If a country was to aggressively and secretly work to advance the development of AI without working with other globally leading countries and superpowers, there would be several likely consequences:
Other countries may perceive secret development of AI as a serious threat to their own national security and interests, leading to increased international distrust, perceptions of anticipated military imbalance, and preemptive acts of warfare.
By failing to collaboratively work with other countries on the development of AI, a country may miss out on the benefits of international cooperation and shared research and developments. This could lead to a slower rate of technological advancement and a lack of access to critical resources needed for sustained competitive abilities.
If the development of AI is conducted without transparency, ethical standards and safety oversight, it can be anticipated that there will be unintended consequences that seriously harm Human individuals in the country initially responsible, and the harm may uncontrollably spread internationally to damage all of global Human society. Such harm would lead to extremely serious impacts for the country initially responsible including brutal military retaliation.
A lack of openness and collaboration in AI development will result in a less innovative and broadly beneficial environment for all Humans, as ideas and improved Capabilities are constrained within a specific country.
If the development of AI is secretly contained by a single country or a small group of countries, it will radically increase economic and social inequality, as other countries and individuals will not have access to the same level of technological advancement and the many potential benefits that come with it.
To avoid these potentially extremely serious consequences, it will be much more effective for all countries to work collaboratively and transparently on the development of AI. There are signs this work has started through the United Nations at a very small level, but the work will need to be fast, very fast. The work cannot afford to get trapped in unhelpful international diplomatic bureaucracy. There just is not enough time.
"At its 40th session in October 2020, HLCP [High-level Committee on Programmes] decided to create an inter-agency working group on Artificial Intelligence (IAWG-AI), co-led by UNESCO and ITU, to bring together United Nations system expertise on artificial intelligence in support of the CEB and HLCP workstreams on the ethics of AI and the strategic approach and road map for supporting capacity development. It combines the ethical and technological pillars of the United Nations to provide a solid foundation for current and future system-wide efforts on artificial intelligence with a view to ensuring respect for human rights and accelerating progress on the SDGs.

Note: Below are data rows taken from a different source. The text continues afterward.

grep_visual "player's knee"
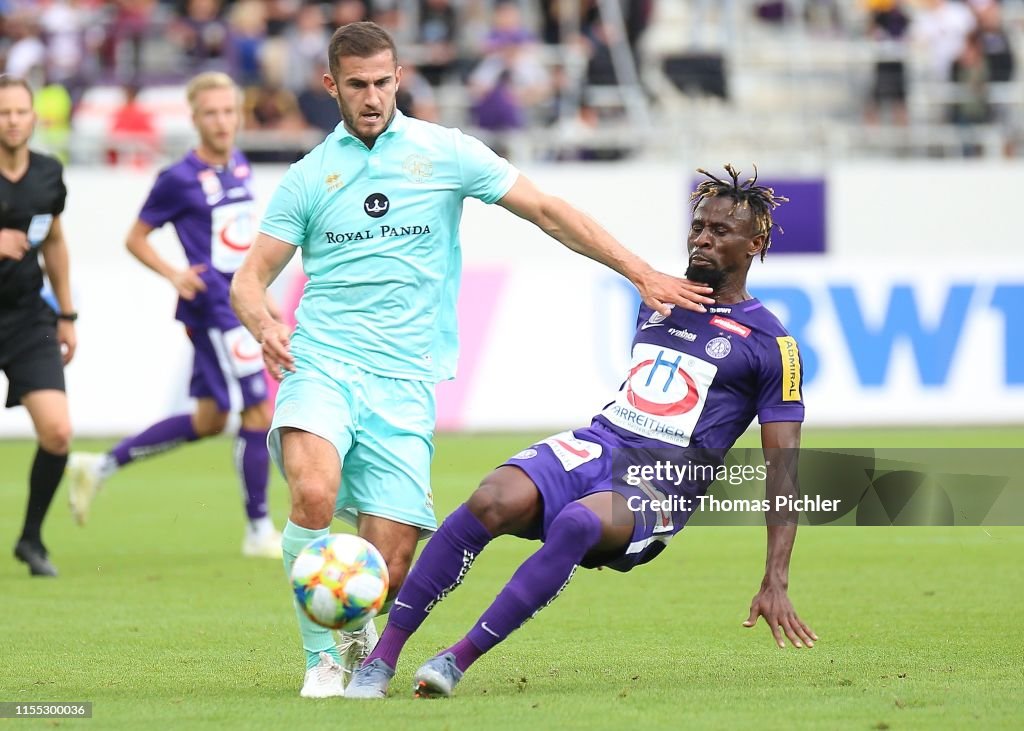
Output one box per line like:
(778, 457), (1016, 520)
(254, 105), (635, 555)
(547, 502), (603, 548)
(194, 412), (228, 437)
(38, 421), (72, 455)
(240, 402), (272, 431)
(466, 480), (523, 536)
(288, 482), (335, 527)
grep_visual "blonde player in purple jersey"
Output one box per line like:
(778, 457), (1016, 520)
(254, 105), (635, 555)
(67, 73), (281, 558)
(346, 166), (819, 699)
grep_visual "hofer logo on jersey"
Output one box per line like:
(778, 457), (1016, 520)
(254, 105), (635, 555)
(211, 201), (257, 273)
(602, 343), (718, 447)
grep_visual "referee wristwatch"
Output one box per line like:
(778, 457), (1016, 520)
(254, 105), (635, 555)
(56, 311), (78, 322)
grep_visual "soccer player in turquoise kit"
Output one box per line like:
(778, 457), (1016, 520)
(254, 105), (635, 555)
(230, 21), (714, 698)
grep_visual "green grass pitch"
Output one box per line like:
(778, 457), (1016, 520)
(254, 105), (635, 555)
(1, 428), (1022, 730)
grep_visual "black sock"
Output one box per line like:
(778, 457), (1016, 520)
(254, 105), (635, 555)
(19, 446), (68, 546)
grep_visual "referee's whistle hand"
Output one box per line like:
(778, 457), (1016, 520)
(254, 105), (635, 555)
(0, 228), (29, 260)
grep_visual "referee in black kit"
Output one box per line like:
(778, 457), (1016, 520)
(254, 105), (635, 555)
(0, 76), (77, 577)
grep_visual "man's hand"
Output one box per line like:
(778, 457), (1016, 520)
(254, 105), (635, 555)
(743, 583), (818, 649)
(0, 229), (30, 260)
(170, 264), (208, 300)
(259, 320), (295, 381)
(56, 320), (77, 365)
(635, 269), (715, 316)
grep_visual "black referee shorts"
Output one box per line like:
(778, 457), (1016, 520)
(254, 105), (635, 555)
(0, 304), (65, 408)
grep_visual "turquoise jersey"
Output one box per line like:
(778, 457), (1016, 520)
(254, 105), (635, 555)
(260, 111), (518, 382)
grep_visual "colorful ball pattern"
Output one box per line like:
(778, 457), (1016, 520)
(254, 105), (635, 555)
(290, 534), (390, 631)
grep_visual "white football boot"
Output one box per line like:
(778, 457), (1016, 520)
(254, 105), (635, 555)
(300, 651), (345, 698)
(337, 620), (379, 687)
(67, 452), (110, 526)
(242, 523), (283, 559)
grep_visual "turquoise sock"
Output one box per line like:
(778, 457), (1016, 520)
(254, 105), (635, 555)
(282, 520), (340, 670)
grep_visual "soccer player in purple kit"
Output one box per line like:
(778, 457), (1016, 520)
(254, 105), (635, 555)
(67, 72), (281, 558)
(346, 165), (819, 699)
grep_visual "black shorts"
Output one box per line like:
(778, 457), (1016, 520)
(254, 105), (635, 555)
(0, 303), (65, 408)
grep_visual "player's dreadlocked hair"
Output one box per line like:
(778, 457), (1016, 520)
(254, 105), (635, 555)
(690, 164), (788, 261)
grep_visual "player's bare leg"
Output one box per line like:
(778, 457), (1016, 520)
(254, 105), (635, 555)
(279, 428), (346, 697)
(339, 514), (421, 691)
(347, 466), (542, 698)
(413, 491), (633, 698)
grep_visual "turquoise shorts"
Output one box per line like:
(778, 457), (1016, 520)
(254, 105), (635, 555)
(268, 354), (437, 534)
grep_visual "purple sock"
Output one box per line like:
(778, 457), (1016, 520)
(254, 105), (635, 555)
(111, 414), (199, 467)
(364, 504), (492, 670)
(451, 502), (603, 672)
(235, 428), (269, 520)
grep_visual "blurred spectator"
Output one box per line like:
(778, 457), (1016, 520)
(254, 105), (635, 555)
(864, 0), (911, 126)
(332, 0), (368, 28)
(173, 0), (231, 74)
(973, 1), (1014, 83)
(296, 63), (339, 134)
(417, 0), (458, 86)
(282, 3), (329, 93)
(33, 80), (73, 161)
(911, 0), (976, 81)
(107, 83), (157, 166)
(264, 0), (300, 38)
(227, 0), (267, 87)
(38, 0), (90, 87)
(4, 11), (47, 85)
(244, 79), (305, 134)
(369, 0), (407, 37)
(469, 1), (551, 132)
(99, 0), (158, 81)
(395, 62), (439, 122)
(948, 28), (992, 157)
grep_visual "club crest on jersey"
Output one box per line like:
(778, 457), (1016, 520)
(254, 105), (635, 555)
(705, 337), (732, 359)
(403, 154), (433, 183)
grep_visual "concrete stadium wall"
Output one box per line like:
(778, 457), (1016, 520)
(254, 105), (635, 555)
(0, 160), (1021, 437)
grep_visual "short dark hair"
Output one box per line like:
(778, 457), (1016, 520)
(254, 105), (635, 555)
(328, 21), (398, 79)
(0, 75), (34, 102)
(690, 164), (789, 261)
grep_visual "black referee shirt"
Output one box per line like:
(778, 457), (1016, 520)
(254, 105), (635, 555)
(0, 151), (67, 312)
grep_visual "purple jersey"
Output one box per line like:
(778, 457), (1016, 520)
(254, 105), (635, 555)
(595, 299), (804, 450)
(504, 299), (804, 571)
(138, 150), (257, 330)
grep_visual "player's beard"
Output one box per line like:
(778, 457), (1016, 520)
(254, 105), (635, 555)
(685, 262), (726, 292)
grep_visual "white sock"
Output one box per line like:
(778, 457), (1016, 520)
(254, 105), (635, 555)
(98, 454), (119, 481)
(248, 516), (275, 537)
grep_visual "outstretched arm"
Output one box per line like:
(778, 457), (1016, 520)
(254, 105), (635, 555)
(743, 420), (818, 649)
(230, 233), (297, 380)
(496, 175), (715, 316)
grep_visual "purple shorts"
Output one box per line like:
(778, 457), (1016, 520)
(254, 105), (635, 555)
(504, 421), (694, 573)
(188, 324), (268, 413)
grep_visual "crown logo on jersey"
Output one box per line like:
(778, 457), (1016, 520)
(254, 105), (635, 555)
(325, 173), (344, 192)
(363, 193), (390, 218)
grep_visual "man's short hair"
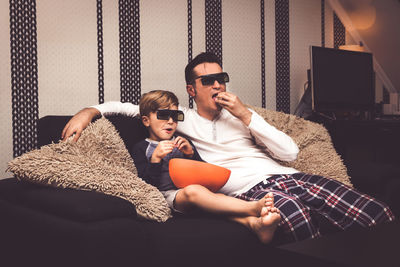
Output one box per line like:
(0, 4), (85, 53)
(139, 90), (179, 116)
(185, 52), (222, 85)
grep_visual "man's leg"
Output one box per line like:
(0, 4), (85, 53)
(288, 172), (395, 230)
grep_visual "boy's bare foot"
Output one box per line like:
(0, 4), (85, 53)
(250, 192), (275, 216)
(250, 206), (281, 244)
(264, 192), (274, 208)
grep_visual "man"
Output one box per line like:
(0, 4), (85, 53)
(62, 52), (394, 242)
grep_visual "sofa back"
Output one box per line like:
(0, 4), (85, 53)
(38, 115), (148, 151)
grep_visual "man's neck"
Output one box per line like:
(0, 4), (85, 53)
(196, 108), (221, 121)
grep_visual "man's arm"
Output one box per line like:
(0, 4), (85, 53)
(215, 92), (298, 161)
(61, 107), (100, 142)
(247, 110), (299, 162)
(62, 101), (139, 141)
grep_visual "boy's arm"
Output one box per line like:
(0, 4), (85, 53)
(247, 109), (299, 162)
(186, 139), (204, 162)
(130, 142), (162, 187)
(62, 101), (139, 141)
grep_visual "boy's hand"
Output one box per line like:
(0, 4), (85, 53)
(174, 136), (194, 157)
(151, 141), (175, 163)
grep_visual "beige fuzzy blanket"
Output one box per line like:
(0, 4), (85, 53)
(249, 106), (351, 187)
(7, 108), (351, 223)
(7, 117), (172, 222)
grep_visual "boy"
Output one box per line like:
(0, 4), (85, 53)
(131, 90), (281, 244)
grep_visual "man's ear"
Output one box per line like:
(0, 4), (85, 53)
(141, 116), (150, 127)
(186, 84), (196, 97)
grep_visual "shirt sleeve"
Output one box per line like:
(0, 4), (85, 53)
(129, 141), (162, 187)
(247, 109), (299, 162)
(91, 101), (139, 117)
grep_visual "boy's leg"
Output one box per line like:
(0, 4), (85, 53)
(231, 206), (281, 244)
(174, 184), (271, 217)
(236, 179), (321, 242)
(289, 173), (395, 229)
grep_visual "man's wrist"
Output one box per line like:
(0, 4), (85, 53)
(84, 107), (101, 119)
(239, 109), (252, 126)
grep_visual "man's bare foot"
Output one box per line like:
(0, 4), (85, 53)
(250, 206), (281, 244)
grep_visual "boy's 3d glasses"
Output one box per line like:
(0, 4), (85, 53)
(193, 72), (229, 86)
(156, 109), (184, 122)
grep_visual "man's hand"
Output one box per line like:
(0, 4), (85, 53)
(174, 136), (194, 157)
(61, 107), (100, 142)
(151, 141), (175, 163)
(215, 92), (252, 126)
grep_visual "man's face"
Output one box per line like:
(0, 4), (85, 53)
(189, 62), (226, 118)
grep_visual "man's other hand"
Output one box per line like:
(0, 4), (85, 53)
(61, 107), (100, 142)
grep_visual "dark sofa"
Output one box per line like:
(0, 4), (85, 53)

The IAWG-AI held its inaugural meeting in March 2021, approving its terms of reference, which were developed at the working-level through a consultative process. HLCP subsequently endorsed the terms of reference. The IAWG-AI held additional meetings in September 2021 to develop its workplan. Several workstreams focusing on ethics and human rights, capacity development, procurement guidelines, education, justice, industry, foresight, and other areas will be carried forward by sub-teams and workstream leads, reporting back to the broader group, and to HLCP when necessary. The IAWG-AI seeks to work in collaboration with related interagency and multistakeholder mechanisms on matters relating to AI."
Note: SDGs are the United Nations the Sustainability Development Goals.
Reference: https://unsceb.org/inter-agency-working-group-artificial-intelligence
The challenge is that not every country is within the UN, and for the countries that are within the UN, not every country remains true to their signed UN agreements.